Если сейчас Алексей Григорьевич о чем-нибудь жалел, то лишь о том, что не дал себе воли еще тогда, в декабре, когда к нему впервые пришло предчувствие несчастья. Как держал себя тогда Петька… то есть его царское величество! Как открыто пренебрегал Катериною! Вплоть до того, что отворачивался от нее на людях. Князь Долгорукий правую руку отдал бы, чтобы поторопить свадьбу, но никак нельзя было сделать это из-за Рождественского поста и Святок. Он желал устроить тайный брак, но потом отказался от этой мысли, взвесивши, что этот брак, совершенный в не положенное церковью время, не имел бы законной силы. Приходилось вооружиться терпением и подождать несколько дней, но вдруг…
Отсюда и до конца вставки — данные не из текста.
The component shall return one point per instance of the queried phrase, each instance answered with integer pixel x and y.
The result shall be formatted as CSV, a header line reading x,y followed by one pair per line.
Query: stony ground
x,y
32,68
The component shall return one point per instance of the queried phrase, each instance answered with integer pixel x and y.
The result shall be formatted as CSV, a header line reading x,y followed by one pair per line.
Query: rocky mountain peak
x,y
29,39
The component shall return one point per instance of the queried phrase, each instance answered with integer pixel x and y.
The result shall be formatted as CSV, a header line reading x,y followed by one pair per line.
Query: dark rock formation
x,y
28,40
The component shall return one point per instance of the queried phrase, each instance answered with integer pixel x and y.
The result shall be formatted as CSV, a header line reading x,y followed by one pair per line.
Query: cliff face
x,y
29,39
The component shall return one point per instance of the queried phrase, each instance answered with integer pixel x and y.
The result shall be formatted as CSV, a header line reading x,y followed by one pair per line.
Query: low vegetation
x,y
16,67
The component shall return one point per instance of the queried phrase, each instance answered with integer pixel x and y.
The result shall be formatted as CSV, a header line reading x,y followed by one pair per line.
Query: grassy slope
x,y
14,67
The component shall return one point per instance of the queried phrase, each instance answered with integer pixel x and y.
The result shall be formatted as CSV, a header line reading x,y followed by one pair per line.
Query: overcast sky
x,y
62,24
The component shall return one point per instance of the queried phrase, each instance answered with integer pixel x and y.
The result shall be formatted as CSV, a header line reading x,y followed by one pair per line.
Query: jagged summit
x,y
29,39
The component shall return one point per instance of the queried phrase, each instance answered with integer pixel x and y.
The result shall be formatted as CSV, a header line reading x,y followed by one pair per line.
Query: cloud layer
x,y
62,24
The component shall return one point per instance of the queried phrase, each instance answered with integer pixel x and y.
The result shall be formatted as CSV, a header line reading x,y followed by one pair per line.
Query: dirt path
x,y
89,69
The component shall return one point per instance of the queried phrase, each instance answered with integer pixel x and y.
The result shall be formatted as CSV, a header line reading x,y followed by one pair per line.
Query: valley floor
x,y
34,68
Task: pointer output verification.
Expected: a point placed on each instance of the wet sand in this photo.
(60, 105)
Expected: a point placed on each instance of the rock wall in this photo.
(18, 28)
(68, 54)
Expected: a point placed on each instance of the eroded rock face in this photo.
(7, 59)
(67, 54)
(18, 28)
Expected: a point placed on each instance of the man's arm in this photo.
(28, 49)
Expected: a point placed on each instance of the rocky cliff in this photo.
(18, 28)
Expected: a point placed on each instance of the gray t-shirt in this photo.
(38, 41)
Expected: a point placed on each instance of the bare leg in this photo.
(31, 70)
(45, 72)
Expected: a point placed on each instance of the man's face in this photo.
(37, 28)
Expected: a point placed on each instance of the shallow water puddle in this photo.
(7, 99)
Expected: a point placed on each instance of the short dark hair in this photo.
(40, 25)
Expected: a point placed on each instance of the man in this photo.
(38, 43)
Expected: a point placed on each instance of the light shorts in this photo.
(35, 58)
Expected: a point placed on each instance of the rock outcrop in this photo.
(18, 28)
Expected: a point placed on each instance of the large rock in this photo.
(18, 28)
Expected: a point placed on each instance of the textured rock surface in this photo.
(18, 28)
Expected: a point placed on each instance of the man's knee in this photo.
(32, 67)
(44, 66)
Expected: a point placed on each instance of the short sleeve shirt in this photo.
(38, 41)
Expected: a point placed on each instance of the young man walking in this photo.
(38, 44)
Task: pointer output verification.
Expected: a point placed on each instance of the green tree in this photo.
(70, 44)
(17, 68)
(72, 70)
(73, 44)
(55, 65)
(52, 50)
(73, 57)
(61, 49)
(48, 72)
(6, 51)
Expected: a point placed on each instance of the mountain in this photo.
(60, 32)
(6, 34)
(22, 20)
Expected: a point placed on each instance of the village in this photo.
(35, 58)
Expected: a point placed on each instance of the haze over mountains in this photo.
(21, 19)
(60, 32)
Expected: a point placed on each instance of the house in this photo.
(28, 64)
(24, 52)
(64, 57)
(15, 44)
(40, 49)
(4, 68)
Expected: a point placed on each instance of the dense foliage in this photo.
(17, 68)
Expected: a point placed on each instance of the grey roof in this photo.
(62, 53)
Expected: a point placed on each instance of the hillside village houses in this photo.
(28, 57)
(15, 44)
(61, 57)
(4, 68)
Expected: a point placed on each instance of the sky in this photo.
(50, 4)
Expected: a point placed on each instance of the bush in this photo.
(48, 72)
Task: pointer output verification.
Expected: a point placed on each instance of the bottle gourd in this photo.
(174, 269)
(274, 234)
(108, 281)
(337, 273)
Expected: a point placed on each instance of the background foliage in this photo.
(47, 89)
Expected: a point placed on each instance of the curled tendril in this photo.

Эх, да ведь все самое ужасное в жизни всегда происходит именно вдруг! Добра ждешь-ждешь, готовишься к счастливому событию, а оно все не приходит. Но беда внезапно сваливается на голову.
Угораздило же этого глупого мальчишку простудиться. Ну ладно, перемерз, с кем не бывает, а вот оспу-то где подхватил, паршивец?
– Говорят, от Сергея Григорьевича заразился, – услышал он голос сына Ивана и понял, что невольно задал свой вопрос вслух. – Дядюшка ведь, несмотря на то что дети его в оспе лежали, продолжал ездить ко двору. Вот и доездился.
– Ну, это чепуха, – отмахнулся Сергей Григорьевич, который тоже был здесь. – Я ведь здоровехонек. И никто ведь больше не заразился. И дети на поправку пошли. А он, – князь значительно ткнул пальцем в стену, за которой где-то далеко находился Лефортовский дворец, – а он, гляди, вот-вот… – И перекрестился.
Алексей Григорьевич тоже перекрестился и рявкнул:
– Не каркай.
Брат терпеливо снес грубость, да и никто из Долгоруких, собравшихся сегодня в Головинский дворец, не обратил на непочтительность внимания. Здесь были человек десять князей Долгоруких, явившихся по просьбе Алексея Григорьевича и на время позабывших старинные распри. Слишком сурово грозила обернуться к ним судьба. Ко всем Долгоруким!
– Еще Блументросты эти клятые, – безнадежным тоном сказал князь Иван. – Лечить не умеют, а берутся. Лихорадку, что наперед оспы высыпала, лечили как обыкновенную лихорадку, давали государю прохлаждающие напитки. Господина Бидлоо призвали, так он аж за голову схватился. Болезнь-де развилась, на подошвах высыпала. А это всяким таким-этаким может окончиться, сами понимаете.
– Которого уж уморили, а? – с изумлением пробормотал Василий Владимирович. – Немцы нечестивые. Гореть бы им живьем в пламени адовом!
– Еще не уморили, чего вы раскаркались! – вспылил Алексей Григорьевич. – А вот, кстати, о немцах. Василий Лукич, – повернулся он в угол, где притих тот, кого называли самым умным из Долгоруких. – Ты чего отмалчиваешься? Что за письмо тебе прислали Вестфален, датский посланник, Вратислав да испанец этот хитроглазый?
Василий Лукич медленно вынул сложенный вчетверо лист, уже изрядно затертый на сгибах. Сразу стало ясно, сколь часто он читывал и перечитывал письмо посланников. Не разворачивая лист, Василий Лукич процитировал:
– «Слух носится, что его величество весьма болен, и ежели наследство России имеет быть принцессе Елизавете или Голштинскому принцу, то императору и королю дружбы с Россией иметь неможно, а понеже его величества обрученная невеста фамилии вашей, то и можно удержать престол за нею, так же как после кончины Петра Первого двенадцать знатных персон, в том числе Меншиков, государыню императрицу Екатерину удержали, то и вам по вашей знатной фамилии учинить можно, и вы силы и славы имеете».